|

## Extracting arithmetic mean for specific values from multiple .txt-files

 Hello, I'm coming straight to the point: I have 65 .txt-Files named "XYZ_1.txt" to "XYZ_65.txt" (each number represents a test subject). I have to open them in Microsoft Excel to see the exact structure. In each of those .txt-files there are reaction time values (in milliseconds) from line 15, column H to line 166, column H for each test subject (and a couple of other data in the other colums of course). My problem is, that I only need the arithmetic mean for all of these reaction times per test subject. --> Again: I have 65 test subjects and according to Excel 152 reaction times  for each test subject / in each .txt-file. Is there an easy way to only extract the arithmetic mean for each test subject in an Excel file column? Thanks for your answers!
|

## Re: Extracting arithmetic mean for specific values from multiple .txt-files

 Since you did not provide an example of the file, I will take a guess at the content and show to to extract the values and take the mean of all of them since you did not say if you want the mean of each file, or a single means.

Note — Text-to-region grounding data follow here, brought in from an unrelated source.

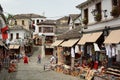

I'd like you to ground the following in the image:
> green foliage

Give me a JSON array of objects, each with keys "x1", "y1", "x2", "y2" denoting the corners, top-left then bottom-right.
[
  {"x1": 94, "y1": 13, "x2": 101, "y2": 22},
  {"x1": 82, "y1": 18, "x2": 88, "y2": 25},
  {"x1": 111, "y1": 6, "x2": 120, "y2": 17}
]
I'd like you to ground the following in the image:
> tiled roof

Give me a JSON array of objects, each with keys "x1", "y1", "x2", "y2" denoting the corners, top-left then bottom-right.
[
  {"x1": 57, "y1": 16, "x2": 69, "y2": 21},
  {"x1": 9, "y1": 25, "x2": 29, "y2": 32},
  {"x1": 69, "y1": 14, "x2": 80, "y2": 21},
  {"x1": 57, "y1": 26, "x2": 82, "y2": 40},
  {"x1": 56, "y1": 16, "x2": 69, "y2": 26},
  {"x1": 55, "y1": 26, "x2": 69, "y2": 35},
  {"x1": 14, "y1": 13, "x2": 46, "y2": 19},
  {"x1": 37, "y1": 20, "x2": 56, "y2": 25}
]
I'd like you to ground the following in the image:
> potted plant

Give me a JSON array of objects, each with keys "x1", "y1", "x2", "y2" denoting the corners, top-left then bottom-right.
[
  {"x1": 111, "y1": 6, "x2": 120, "y2": 18},
  {"x1": 94, "y1": 13, "x2": 102, "y2": 22},
  {"x1": 82, "y1": 18, "x2": 88, "y2": 25}
]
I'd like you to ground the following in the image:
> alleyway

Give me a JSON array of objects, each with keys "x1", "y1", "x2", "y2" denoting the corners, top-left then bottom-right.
[{"x1": 14, "y1": 46, "x2": 79, "y2": 80}]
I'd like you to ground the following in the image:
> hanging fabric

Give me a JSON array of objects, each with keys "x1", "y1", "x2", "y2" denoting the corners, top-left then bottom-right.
[
  {"x1": 75, "y1": 45, "x2": 79, "y2": 53},
  {"x1": 111, "y1": 45, "x2": 116, "y2": 57},
  {"x1": 71, "y1": 47, "x2": 75, "y2": 57},
  {"x1": 105, "y1": 44, "x2": 112, "y2": 58},
  {"x1": 93, "y1": 43, "x2": 100, "y2": 52}
]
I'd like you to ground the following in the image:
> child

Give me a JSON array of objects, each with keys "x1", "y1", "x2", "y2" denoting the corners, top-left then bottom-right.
[{"x1": 37, "y1": 54, "x2": 41, "y2": 63}]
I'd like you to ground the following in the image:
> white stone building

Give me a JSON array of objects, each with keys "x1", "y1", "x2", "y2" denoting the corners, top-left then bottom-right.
[
  {"x1": 76, "y1": 0, "x2": 120, "y2": 76},
  {"x1": 8, "y1": 25, "x2": 31, "y2": 45},
  {"x1": 76, "y1": 0, "x2": 120, "y2": 31}
]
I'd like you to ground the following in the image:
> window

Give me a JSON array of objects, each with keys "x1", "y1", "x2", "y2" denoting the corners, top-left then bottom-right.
[
  {"x1": 112, "y1": 0, "x2": 118, "y2": 6},
  {"x1": 22, "y1": 20, "x2": 24, "y2": 25},
  {"x1": 16, "y1": 33, "x2": 19, "y2": 39},
  {"x1": 15, "y1": 21, "x2": 17, "y2": 25},
  {"x1": 96, "y1": 2, "x2": 101, "y2": 13},
  {"x1": 45, "y1": 36, "x2": 53, "y2": 44},
  {"x1": 41, "y1": 20, "x2": 43, "y2": 22},
  {"x1": 39, "y1": 27, "x2": 41, "y2": 32},
  {"x1": 37, "y1": 19, "x2": 39, "y2": 23},
  {"x1": 95, "y1": 2, "x2": 102, "y2": 21},
  {"x1": 112, "y1": 0, "x2": 120, "y2": 8},
  {"x1": 10, "y1": 33, "x2": 13, "y2": 40},
  {"x1": 43, "y1": 27, "x2": 53, "y2": 33},
  {"x1": 84, "y1": 8, "x2": 88, "y2": 25}
]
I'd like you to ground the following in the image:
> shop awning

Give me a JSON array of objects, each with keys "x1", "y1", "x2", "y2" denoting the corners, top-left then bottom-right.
[
  {"x1": 88, "y1": 32, "x2": 102, "y2": 42},
  {"x1": 77, "y1": 34, "x2": 90, "y2": 45},
  {"x1": 14, "y1": 45, "x2": 20, "y2": 49},
  {"x1": 78, "y1": 32, "x2": 102, "y2": 45},
  {"x1": 51, "y1": 40, "x2": 63, "y2": 46},
  {"x1": 9, "y1": 45, "x2": 14, "y2": 49},
  {"x1": 104, "y1": 30, "x2": 120, "y2": 44},
  {"x1": 60, "y1": 39, "x2": 79, "y2": 47}
]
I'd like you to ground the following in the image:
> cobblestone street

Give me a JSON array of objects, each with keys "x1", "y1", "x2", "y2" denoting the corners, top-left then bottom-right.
[{"x1": 14, "y1": 46, "x2": 80, "y2": 80}]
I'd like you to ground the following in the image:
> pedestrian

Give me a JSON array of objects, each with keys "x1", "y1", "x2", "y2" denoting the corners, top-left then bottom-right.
[
  {"x1": 37, "y1": 54, "x2": 41, "y2": 63},
  {"x1": 23, "y1": 55, "x2": 29, "y2": 64},
  {"x1": 50, "y1": 55, "x2": 56, "y2": 64}
]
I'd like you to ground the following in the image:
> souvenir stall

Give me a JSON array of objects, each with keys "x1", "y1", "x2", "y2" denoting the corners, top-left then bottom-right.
[
  {"x1": 0, "y1": 41, "x2": 10, "y2": 70},
  {"x1": 51, "y1": 40, "x2": 64, "y2": 65},
  {"x1": 97, "y1": 29, "x2": 120, "y2": 80},
  {"x1": 54, "y1": 39, "x2": 82, "y2": 76},
  {"x1": 9, "y1": 44, "x2": 20, "y2": 54},
  {"x1": 91, "y1": 30, "x2": 120, "y2": 80}
]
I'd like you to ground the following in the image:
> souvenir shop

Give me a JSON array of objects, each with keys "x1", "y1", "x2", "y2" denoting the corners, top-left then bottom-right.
[
  {"x1": 0, "y1": 41, "x2": 9, "y2": 71},
  {"x1": 79, "y1": 29, "x2": 120, "y2": 80}
]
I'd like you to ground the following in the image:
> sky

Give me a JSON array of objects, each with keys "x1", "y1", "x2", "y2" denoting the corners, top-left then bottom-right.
[{"x1": 0, "y1": 0, "x2": 86, "y2": 19}]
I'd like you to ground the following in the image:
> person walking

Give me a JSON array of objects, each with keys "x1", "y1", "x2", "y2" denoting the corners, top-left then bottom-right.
[
  {"x1": 23, "y1": 55, "x2": 29, "y2": 64},
  {"x1": 37, "y1": 54, "x2": 41, "y2": 63}
]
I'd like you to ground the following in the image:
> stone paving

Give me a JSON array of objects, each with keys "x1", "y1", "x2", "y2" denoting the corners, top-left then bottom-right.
[
  {"x1": 15, "y1": 56, "x2": 79, "y2": 80},
  {"x1": 0, "y1": 46, "x2": 83, "y2": 80}
]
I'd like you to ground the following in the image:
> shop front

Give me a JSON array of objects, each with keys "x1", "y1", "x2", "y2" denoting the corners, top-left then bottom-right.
[
  {"x1": 51, "y1": 40, "x2": 64, "y2": 65},
  {"x1": 9, "y1": 44, "x2": 20, "y2": 54},
  {"x1": 104, "y1": 29, "x2": 120, "y2": 76},
  {"x1": 60, "y1": 39, "x2": 80, "y2": 69}
]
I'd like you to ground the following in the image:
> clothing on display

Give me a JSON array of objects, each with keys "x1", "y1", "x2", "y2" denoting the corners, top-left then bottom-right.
[
  {"x1": 111, "y1": 45, "x2": 116, "y2": 57},
  {"x1": 93, "y1": 43, "x2": 100, "y2": 52},
  {"x1": 75, "y1": 45, "x2": 79, "y2": 53},
  {"x1": 105, "y1": 44, "x2": 112, "y2": 58},
  {"x1": 71, "y1": 47, "x2": 75, "y2": 57}
]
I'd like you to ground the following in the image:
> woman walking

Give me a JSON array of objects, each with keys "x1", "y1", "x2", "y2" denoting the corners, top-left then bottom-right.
[{"x1": 23, "y1": 55, "x2": 29, "y2": 64}]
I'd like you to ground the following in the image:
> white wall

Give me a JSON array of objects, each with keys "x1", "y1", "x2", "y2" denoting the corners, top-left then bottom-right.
[
  {"x1": 32, "y1": 18, "x2": 46, "y2": 24},
  {"x1": 86, "y1": 17, "x2": 120, "y2": 31},
  {"x1": 8, "y1": 30, "x2": 30, "y2": 44},
  {"x1": 80, "y1": 0, "x2": 113, "y2": 25},
  {"x1": 32, "y1": 17, "x2": 46, "y2": 35}
]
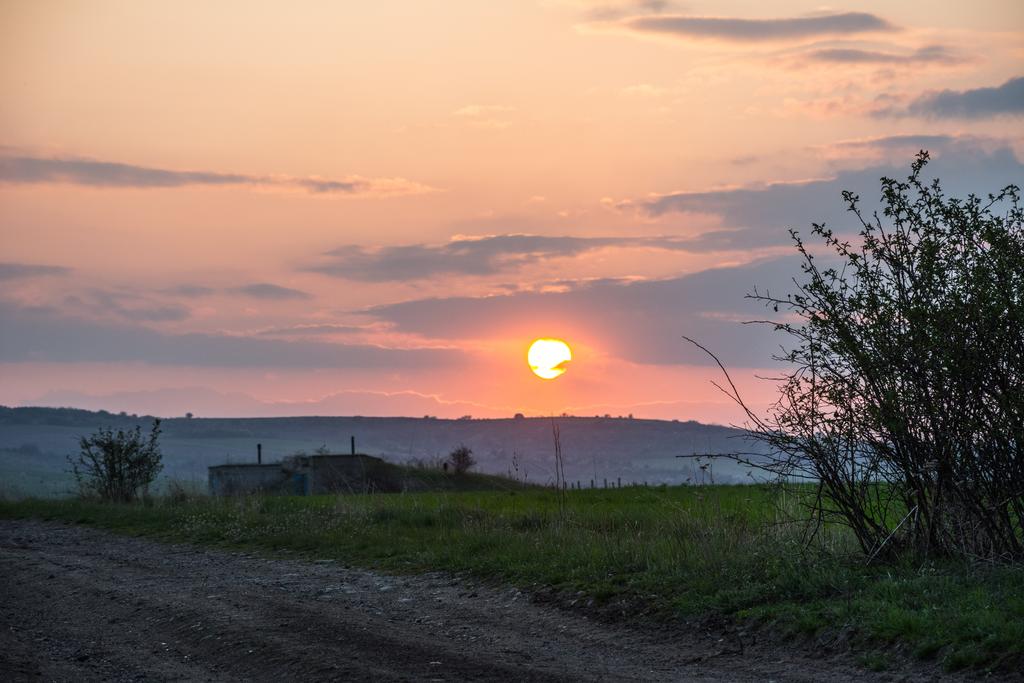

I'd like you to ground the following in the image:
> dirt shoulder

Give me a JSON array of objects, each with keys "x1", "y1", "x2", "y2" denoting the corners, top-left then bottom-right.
[{"x1": 1, "y1": 519, "x2": 947, "y2": 682}]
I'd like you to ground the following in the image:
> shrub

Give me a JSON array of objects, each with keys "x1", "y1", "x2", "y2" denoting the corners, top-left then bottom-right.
[
  {"x1": 703, "y1": 152, "x2": 1023, "y2": 561},
  {"x1": 68, "y1": 419, "x2": 164, "y2": 502},
  {"x1": 448, "y1": 444, "x2": 476, "y2": 474}
]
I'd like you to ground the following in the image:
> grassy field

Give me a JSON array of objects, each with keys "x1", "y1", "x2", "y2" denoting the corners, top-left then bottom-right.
[{"x1": 2, "y1": 484, "x2": 1021, "y2": 673}]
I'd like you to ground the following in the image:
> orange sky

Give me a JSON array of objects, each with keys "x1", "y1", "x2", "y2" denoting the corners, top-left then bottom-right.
[{"x1": 1, "y1": 0, "x2": 1022, "y2": 421}]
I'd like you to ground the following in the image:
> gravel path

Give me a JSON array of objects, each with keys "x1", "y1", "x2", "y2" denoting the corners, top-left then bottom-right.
[{"x1": 0, "y1": 519, "x2": 946, "y2": 681}]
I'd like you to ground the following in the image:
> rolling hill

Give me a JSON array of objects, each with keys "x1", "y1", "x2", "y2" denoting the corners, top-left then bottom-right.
[{"x1": 0, "y1": 406, "x2": 764, "y2": 496}]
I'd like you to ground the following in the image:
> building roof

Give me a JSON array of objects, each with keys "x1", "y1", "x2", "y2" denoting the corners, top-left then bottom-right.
[
  {"x1": 209, "y1": 453, "x2": 383, "y2": 470},
  {"x1": 208, "y1": 463, "x2": 282, "y2": 470}
]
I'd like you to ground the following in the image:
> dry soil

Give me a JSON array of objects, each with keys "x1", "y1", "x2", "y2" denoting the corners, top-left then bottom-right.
[{"x1": 0, "y1": 519, "x2": 955, "y2": 681}]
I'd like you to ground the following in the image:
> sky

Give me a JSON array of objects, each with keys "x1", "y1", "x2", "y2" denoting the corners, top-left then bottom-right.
[{"x1": 1, "y1": 0, "x2": 1022, "y2": 423}]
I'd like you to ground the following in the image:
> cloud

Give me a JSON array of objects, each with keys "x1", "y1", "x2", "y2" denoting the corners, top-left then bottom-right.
[
  {"x1": 818, "y1": 134, "x2": 1016, "y2": 167},
  {"x1": 621, "y1": 145, "x2": 1024, "y2": 250},
  {"x1": 0, "y1": 301, "x2": 460, "y2": 369},
  {"x1": 583, "y1": 0, "x2": 674, "y2": 21},
  {"x1": 803, "y1": 44, "x2": 963, "y2": 65},
  {"x1": 0, "y1": 262, "x2": 71, "y2": 280},
  {"x1": 364, "y1": 258, "x2": 800, "y2": 367},
  {"x1": 162, "y1": 285, "x2": 216, "y2": 298},
  {"x1": 306, "y1": 234, "x2": 694, "y2": 282},
  {"x1": 63, "y1": 290, "x2": 192, "y2": 323},
  {"x1": 0, "y1": 154, "x2": 437, "y2": 197},
  {"x1": 364, "y1": 141, "x2": 1017, "y2": 370},
  {"x1": 108, "y1": 304, "x2": 190, "y2": 323},
  {"x1": 162, "y1": 283, "x2": 310, "y2": 300},
  {"x1": 891, "y1": 76, "x2": 1024, "y2": 119},
  {"x1": 620, "y1": 12, "x2": 895, "y2": 43},
  {"x1": 231, "y1": 283, "x2": 312, "y2": 300},
  {"x1": 0, "y1": 156, "x2": 250, "y2": 188},
  {"x1": 309, "y1": 146, "x2": 1022, "y2": 280},
  {"x1": 257, "y1": 323, "x2": 371, "y2": 336},
  {"x1": 828, "y1": 134, "x2": 960, "y2": 151}
]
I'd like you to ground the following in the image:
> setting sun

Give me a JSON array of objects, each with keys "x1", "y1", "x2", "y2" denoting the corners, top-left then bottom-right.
[{"x1": 528, "y1": 339, "x2": 572, "y2": 380}]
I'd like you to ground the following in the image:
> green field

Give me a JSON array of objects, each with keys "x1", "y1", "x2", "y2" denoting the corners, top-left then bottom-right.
[{"x1": 3, "y1": 484, "x2": 1021, "y2": 673}]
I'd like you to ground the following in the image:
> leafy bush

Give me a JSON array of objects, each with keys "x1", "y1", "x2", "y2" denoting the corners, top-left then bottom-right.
[
  {"x1": 708, "y1": 152, "x2": 1023, "y2": 561},
  {"x1": 68, "y1": 419, "x2": 164, "y2": 502}
]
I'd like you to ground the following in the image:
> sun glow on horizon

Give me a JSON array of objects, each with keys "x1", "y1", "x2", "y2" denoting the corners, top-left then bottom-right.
[{"x1": 528, "y1": 338, "x2": 572, "y2": 380}]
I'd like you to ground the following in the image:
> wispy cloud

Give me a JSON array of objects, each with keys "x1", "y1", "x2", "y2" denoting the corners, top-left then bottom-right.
[
  {"x1": 0, "y1": 262, "x2": 71, "y2": 280},
  {"x1": 0, "y1": 154, "x2": 437, "y2": 197},
  {"x1": 619, "y1": 144, "x2": 1024, "y2": 249},
  {"x1": 162, "y1": 285, "x2": 216, "y2": 298},
  {"x1": 305, "y1": 234, "x2": 695, "y2": 282},
  {"x1": 814, "y1": 134, "x2": 980, "y2": 167},
  {"x1": 160, "y1": 283, "x2": 311, "y2": 300},
  {"x1": 257, "y1": 323, "x2": 371, "y2": 337},
  {"x1": 231, "y1": 283, "x2": 312, "y2": 300},
  {"x1": 582, "y1": 0, "x2": 675, "y2": 21},
  {"x1": 618, "y1": 12, "x2": 896, "y2": 43},
  {"x1": 827, "y1": 134, "x2": 961, "y2": 151},
  {"x1": 63, "y1": 290, "x2": 192, "y2": 323},
  {"x1": 876, "y1": 76, "x2": 1024, "y2": 118},
  {"x1": 803, "y1": 44, "x2": 964, "y2": 65},
  {"x1": 0, "y1": 301, "x2": 460, "y2": 369}
]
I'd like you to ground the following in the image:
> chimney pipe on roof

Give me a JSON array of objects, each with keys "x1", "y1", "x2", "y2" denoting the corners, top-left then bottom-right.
[
  {"x1": 257, "y1": 443, "x2": 262, "y2": 465},
  {"x1": 351, "y1": 436, "x2": 355, "y2": 456}
]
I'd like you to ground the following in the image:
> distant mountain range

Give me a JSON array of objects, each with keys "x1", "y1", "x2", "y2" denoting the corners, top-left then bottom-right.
[{"x1": 0, "y1": 406, "x2": 767, "y2": 497}]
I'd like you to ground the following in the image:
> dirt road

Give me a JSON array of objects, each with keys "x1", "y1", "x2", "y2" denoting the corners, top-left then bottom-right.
[{"x1": 0, "y1": 519, "x2": 939, "y2": 681}]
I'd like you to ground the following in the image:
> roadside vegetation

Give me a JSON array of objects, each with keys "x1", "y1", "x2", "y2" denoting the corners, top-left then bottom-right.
[{"x1": 3, "y1": 484, "x2": 1021, "y2": 673}]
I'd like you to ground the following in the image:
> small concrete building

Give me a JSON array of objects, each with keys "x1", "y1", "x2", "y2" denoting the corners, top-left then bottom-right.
[
  {"x1": 208, "y1": 463, "x2": 293, "y2": 496},
  {"x1": 209, "y1": 453, "x2": 388, "y2": 496}
]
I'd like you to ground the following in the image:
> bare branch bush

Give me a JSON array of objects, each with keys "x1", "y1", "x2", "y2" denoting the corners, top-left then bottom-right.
[
  {"x1": 68, "y1": 419, "x2": 164, "y2": 503},
  {"x1": 695, "y1": 153, "x2": 1023, "y2": 562}
]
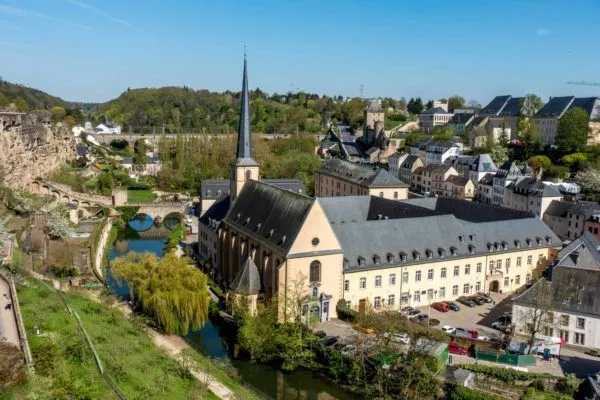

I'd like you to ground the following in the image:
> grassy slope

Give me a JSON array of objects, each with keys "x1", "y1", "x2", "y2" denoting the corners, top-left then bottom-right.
[
  {"x1": 127, "y1": 189, "x2": 157, "y2": 202},
  {"x1": 11, "y1": 281, "x2": 210, "y2": 400}
]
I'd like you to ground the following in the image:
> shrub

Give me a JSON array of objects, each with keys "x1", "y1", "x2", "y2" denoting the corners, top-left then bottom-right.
[
  {"x1": 530, "y1": 379, "x2": 545, "y2": 392},
  {"x1": 456, "y1": 364, "x2": 554, "y2": 383},
  {"x1": 555, "y1": 374, "x2": 579, "y2": 396},
  {"x1": 335, "y1": 299, "x2": 357, "y2": 323},
  {"x1": 447, "y1": 384, "x2": 502, "y2": 400}
]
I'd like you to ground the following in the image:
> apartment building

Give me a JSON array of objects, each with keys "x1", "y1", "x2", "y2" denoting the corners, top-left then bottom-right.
[
  {"x1": 443, "y1": 176, "x2": 475, "y2": 200},
  {"x1": 388, "y1": 152, "x2": 409, "y2": 176},
  {"x1": 419, "y1": 107, "x2": 454, "y2": 132},
  {"x1": 480, "y1": 95, "x2": 524, "y2": 138},
  {"x1": 411, "y1": 164, "x2": 458, "y2": 195},
  {"x1": 533, "y1": 96, "x2": 600, "y2": 145},
  {"x1": 543, "y1": 200, "x2": 600, "y2": 241},
  {"x1": 504, "y1": 177, "x2": 563, "y2": 218},
  {"x1": 398, "y1": 155, "x2": 424, "y2": 187}
]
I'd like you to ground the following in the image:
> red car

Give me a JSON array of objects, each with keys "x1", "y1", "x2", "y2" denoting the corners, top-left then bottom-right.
[
  {"x1": 431, "y1": 302, "x2": 450, "y2": 312},
  {"x1": 448, "y1": 341, "x2": 468, "y2": 355}
]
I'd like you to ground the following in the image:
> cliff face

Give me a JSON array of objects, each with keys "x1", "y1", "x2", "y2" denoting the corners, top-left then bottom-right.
[{"x1": 0, "y1": 116, "x2": 76, "y2": 189}]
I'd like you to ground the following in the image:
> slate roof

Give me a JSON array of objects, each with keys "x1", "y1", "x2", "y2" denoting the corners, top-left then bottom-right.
[
  {"x1": 421, "y1": 107, "x2": 452, "y2": 115},
  {"x1": 400, "y1": 155, "x2": 422, "y2": 169},
  {"x1": 571, "y1": 97, "x2": 600, "y2": 120},
  {"x1": 414, "y1": 164, "x2": 455, "y2": 174},
  {"x1": 469, "y1": 154, "x2": 497, "y2": 173},
  {"x1": 472, "y1": 116, "x2": 488, "y2": 127},
  {"x1": 478, "y1": 173, "x2": 494, "y2": 186},
  {"x1": 498, "y1": 97, "x2": 524, "y2": 117},
  {"x1": 445, "y1": 175, "x2": 472, "y2": 187},
  {"x1": 510, "y1": 177, "x2": 562, "y2": 197},
  {"x1": 481, "y1": 95, "x2": 511, "y2": 116},
  {"x1": 234, "y1": 54, "x2": 259, "y2": 167},
  {"x1": 543, "y1": 200, "x2": 574, "y2": 217},
  {"x1": 366, "y1": 99, "x2": 383, "y2": 113},
  {"x1": 200, "y1": 179, "x2": 304, "y2": 200},
  {"x1": 223, "y1": 180, "x2": 314, "y2": 253},
  {"x1": 229, "y1": 256, "x2": 261, "y2": 295},
  {"x1": 317, "y1": 159, "x2": 408, "y2": 188},
  {"x1": 199, "y1": 195, "x2": 230, "y2": 229},
  {"x1": 403, "y1": 197, "x2": 535, "y2": 222},
  {"x1": 449, "y1": 113, "x2": 474, "y2": 124},
  {"x1": 534, "y1": 96, "x2": 575, "y2": 118},
  {"x1": 545, "y1": 200, "x2": 600, "y2": 218}
]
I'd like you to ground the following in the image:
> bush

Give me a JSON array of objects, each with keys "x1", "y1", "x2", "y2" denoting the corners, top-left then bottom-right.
[
  {"x1": 335, "y1": 299, "x2": 357, "y2": 323},
  {"x1": 456, "y1": 364, "x2": 554, "y2": 383},
  {"x1": 555, "y1": 374, "x2": 579, "y2": 396},
  {"x1": 530, "y1": 379, "x2": 545, "y2": 391},
  {"x1": 447, "y1": 384, "x2": 502, "y2": 400}
]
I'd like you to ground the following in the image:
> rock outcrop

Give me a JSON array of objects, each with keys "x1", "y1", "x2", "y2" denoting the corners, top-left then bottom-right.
[{"x1": 0, "y1": 112, "x2": 75, "y2": 189}]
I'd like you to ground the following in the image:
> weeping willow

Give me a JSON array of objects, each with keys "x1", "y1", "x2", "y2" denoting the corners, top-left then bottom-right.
[{"x1": 111, "y1": 252, "x2": 209, "y2": 335}]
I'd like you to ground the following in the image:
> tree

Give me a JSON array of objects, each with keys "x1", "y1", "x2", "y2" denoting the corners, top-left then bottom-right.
[
  {"x1": 45, "y1": 207, "x2": 71, "y2": 239},
  {"x1": 526, "y1": 155, "x2": 552, "y2": 175},
  {"x1": 111, "y1": 252, "x2": 209, "y2": 335},
  {"x1": 498, "y1": 121, "x2": 509, "y2": 147},
  {"x1": 576, "y1": 168, "x2": 600, "y2": 198},
  {"x1": 0, "y1": 341, "x2": 27, "y2": 389},
  {"x1": 520, "y1": 94, "x2": 544, "y2": 117},
  {"x1": 447, "y1": 95, "x2": 466, "y2": 111},
  {"x1": 50, "y1": 106, "x2": 67, "y2": 123},
  {"x1": 425, "y1": 100, "x2": 434, "y2": 110},
  {"x1": 466, "y1": 100, "x2": 482, "y2": 110},
  {"x1": 407, "y1": 98, "x2": 424, "y2": 115},
  {"x1": 555, "y1": 107, "x2": 590, "y2": 153},
  {"x1": 517, "y1": 117, "x2": 542, "y2": 159},
  {"x1": 515, "y1": 280, "x2": 555, "y2": 354}
]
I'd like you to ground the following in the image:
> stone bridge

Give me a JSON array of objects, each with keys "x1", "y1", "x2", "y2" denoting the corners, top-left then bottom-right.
[
  {"x1": 128, "y1": 202, "x2": 187, "y2": 220},
  {"x1": 30, "y1": 180, "x2": 113, "y2": 208}
]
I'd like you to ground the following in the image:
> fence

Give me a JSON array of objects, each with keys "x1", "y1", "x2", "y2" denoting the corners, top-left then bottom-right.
[{"x1": 476, "y1": 350, "x2": 537, "y2": 366}]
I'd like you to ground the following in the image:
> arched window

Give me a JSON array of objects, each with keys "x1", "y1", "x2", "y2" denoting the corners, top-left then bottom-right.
[
  {"x1": 310, "y1": 260, "x2": 321, "y2": 283},
  {"x1": 245, "y1": 170, "x2": 251, "y2": 181}
]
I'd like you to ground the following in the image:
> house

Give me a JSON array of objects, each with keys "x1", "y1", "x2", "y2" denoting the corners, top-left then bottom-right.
[
  {"x1": 491, "y1": 161, "x2": 531, "y2": 206},
  {"x1": 388, "y1": 152, "x2": 409, "y2": 176},
  {"x1": 584, "y1": 215, "x2": 600, "y2": 241},
  {"x1": 318, "y1": 126, "x2": 366, "y2": 163},
  {"x1": 409, "y1": 139, "x2": 463, "y2": 166},
  {"x1": 398, "y1": 155, "x2": 423, "y2": 187},
  {"x1": 95, "y1": 122, "x2": 121, "y2": 135},
  {"x1": 476, "y1": 173, "x2": 494, "y2": 205},
  {"x1": 512, "y1": 232, "x2": 600, "y2": 348},
  {"x1": 120, "y1": 156, "x2": 162, "y2": 177},
  {"x1": 480, "y1": 95, "x2": 524, "y2": 138},
  {"x1": 543, "y1": 200, "x2": 600, "y2": 241},
  {"x1": 418, "y1": 107, "x2": 453, "y2": 132},
  {"x1": 533, "y1": 96, "x2": 600, "y2": 145},
  {"x1": 411, "y1": 164, "x2": 458, "y2": 195},
  {"x1": 467, "y1": 154, "x2": 497, "y2": 183},
  {"x1": 72, "y1": 125, "x2": 85, "y2": 136},
  {"x1": 448, "y1": 112, "x2": 475, "y2": 134},
  {"x1": 443, "y1": 176, "x2": 475, "y2": 200},
  {"x1": 315, "y1": 158, "x2": 409, "y2": 200},
  {"x1": 504, "y1": 178, "x2": 563, "y2": 218},
  {"x1": 84, "y1": 121, "x2": 93, "y2": 133}
]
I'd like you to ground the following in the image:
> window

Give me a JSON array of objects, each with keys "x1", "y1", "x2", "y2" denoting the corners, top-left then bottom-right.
[
  {"x1": 538, "y1": 254, "x2": 543, "y2": 262},
  {"x1": 345, "y1": 301, "x2": 351, "y2": 308},
  {"x1": 245, "y1": 170, "x2": 251, "y2": 181},
  {"x1": 452, "y1": 285, "x2": 459, "y2": 296},
  {"x1": 559, "y1": 329, "x2": 569, "y2": 342},
  {"x1": 359, "y1": 278, "x2": 366, "y2": 289},
  {"x1": 453, "y1": 266, "x2": 459, "y2": 276},
  {"x1": 527, "y1": 255, "x2": 532, "y2": 265},
  {"x1": 543, "y1": 326, "x2": 554, "y2": 337},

myData <- do.call(c, lapply(1:65, function(.file){
        x <- read.csv(paste0("XYZ_", .file, ".txt"))
        x[15:166, 'colH']
})))

mean(myData)

On Sun, Jul 8, 2012 at 7:01 PM, vimmster <[hidden email]> wrote:
> Hello,
>
> I'm coming straight to the point:
>
> I have 65 .txt-Files named "XYZ_1.txt" to "XYZ_65.txt" (each number
> represents a test subject).
>
> I have to open them in Microsoft Excel to see the exact structure.
>
> In each of those .txt-files there are reaction time values (in milliseconds)
> from line 15, column H to line 166, column H for each test subject (and a
> couple of other data in the other colums of course).
>
> My problem is, that I only need the arithmetic mean for all of these
> reaction times per test subject.
>
> --> Again: I have 65 test subjects and according to Excel 152 reaction times
> for each test subject / in each .txt-file.
>
> Is there an easy way to only extract the arithmetic mean for each test
> subject in an Excel file column?
>
> Thanks for your answers!

--
Jim Holtman
Data Munger Guru

What is the problem that you are trying to solve?
Tell me what you want to do, not how you want to do it.
|

## Re: Extracting arithmetic mean for specific values from multiple .txt-files

 This post was updated on . Dear Mr. Holtman, thank you for your reply. I think I did say: "all of these reaction times per test subject. ", which means that I need a file with the mean of reaction times of each file / of each test subject (because file XYZ_34.txt is identical with subject 34's data). There are 65 x 152 reaction times and I need 65 x mean(152 reaction times per test subject file) = 65 mean reaction times. I have now provided an example for a test subject 34 (please open in Excel): XYZ_34.txtKind regards
|

## Re: Extracting arithmetic mean for specific values from multiple .txt-files

 Hello,

Your data example has dots in the column of interess. If those values are ntegers, this might do it.

fun <- function(x){
        dat <- read.table(x, skip=14)
        H <- as.numeric(gsub("\\.", "", dat[, 8]))
        mean(H)
}

sapply(list.files(pattern="XYZ.*\\.txt"), fun)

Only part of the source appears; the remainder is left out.